Bien restaurés, nous descendons vers le lac d’Oô pour terminer ce merveilleux escabeau de lacs successifs. Pierre de Lassus a des ampoules multiples et mauvaises, dont une au talon qui est verdâtre. Il a porté sa croix dans cette excursion au Posets. Il dit qu’il ne recommencera plus.

Ce n’est pas vrai. Russell, Lassus, Abadias. Ces noms ont trop les Pyrénées dans le sang pour pouvoir y renoncer.

Quant à moi, après avoir gravi le Nétou, le Mont Perdu, le Posets, je me sens aussi un peu de la famille.

L’excellent surveillant de l’Electricité de France, M. Jourtaud, me permet de téléphoner pour annoncer notre retour. Je lui apporte le salut de José Abadias. Il me dit ne l’avoir connu que tout petit, et avoir bien regretté de l’avoir manqué l’an dernier alors qu’il descendait du port d’Oô.

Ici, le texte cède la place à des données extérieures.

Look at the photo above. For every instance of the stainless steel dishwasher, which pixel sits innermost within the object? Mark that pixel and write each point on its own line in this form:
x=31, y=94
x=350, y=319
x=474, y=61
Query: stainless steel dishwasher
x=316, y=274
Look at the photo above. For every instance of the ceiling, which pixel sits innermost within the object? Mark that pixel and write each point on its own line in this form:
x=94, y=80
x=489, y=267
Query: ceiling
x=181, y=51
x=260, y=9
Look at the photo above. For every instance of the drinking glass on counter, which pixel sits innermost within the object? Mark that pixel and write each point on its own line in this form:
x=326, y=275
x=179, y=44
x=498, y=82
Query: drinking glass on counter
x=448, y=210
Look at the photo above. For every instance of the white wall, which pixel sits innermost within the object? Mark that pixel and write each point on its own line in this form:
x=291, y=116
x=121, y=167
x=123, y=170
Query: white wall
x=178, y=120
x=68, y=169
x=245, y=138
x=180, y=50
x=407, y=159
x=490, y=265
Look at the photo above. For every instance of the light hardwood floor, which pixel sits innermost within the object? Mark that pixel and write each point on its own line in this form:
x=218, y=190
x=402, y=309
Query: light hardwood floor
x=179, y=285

Séparés par les Pyrénées, l’amour de la montagne les unit.

Nous retrouvons à Astau le baron de Lassus et Simone venus nous chercher. Mon oncle Marc nous réconforte avec du rosé du Pouy et nous photographie. Simone s’occupe des pieds de son mari qui sont en marmelade, comme le contenu de mon sac qu’elle a l’extrême sollicitude de ranger.

Mon oncle Marc, sans l’avouer, est assez content de notre exploit. Au fond, il est un peu responsable. Il y a quelque 25 ans, quand nous étions gamins, c’est lui qui nous a montré le chemin des Pyrénées, école de volonté et source d’amour de notre beau pays.


Je remercie Jean Balsan pour son texte qu’il met à la disposition des lecteurs de ce site.


« Ce texte est de mon père. J’ai estimé utile de le remettre en forme. Je n’ai corrigé que quelques coquilles typographiques. C’est lors d’un séjour au château de Valmirande à Montréjeau les 11 et 12 août 2003 avec mes enfants que Tante Simone de Lassus m’a remis le manuscrit dactylographié. Je l’en remercie du fond du cœur, car c’est un document qui témoigne de l’amitié profonde entre Pierre de Lassus et Louis Balsan et encore aujourd’hui entre nos deux familles. »

Rennes, 7 septembre 2003, Jean Balsan.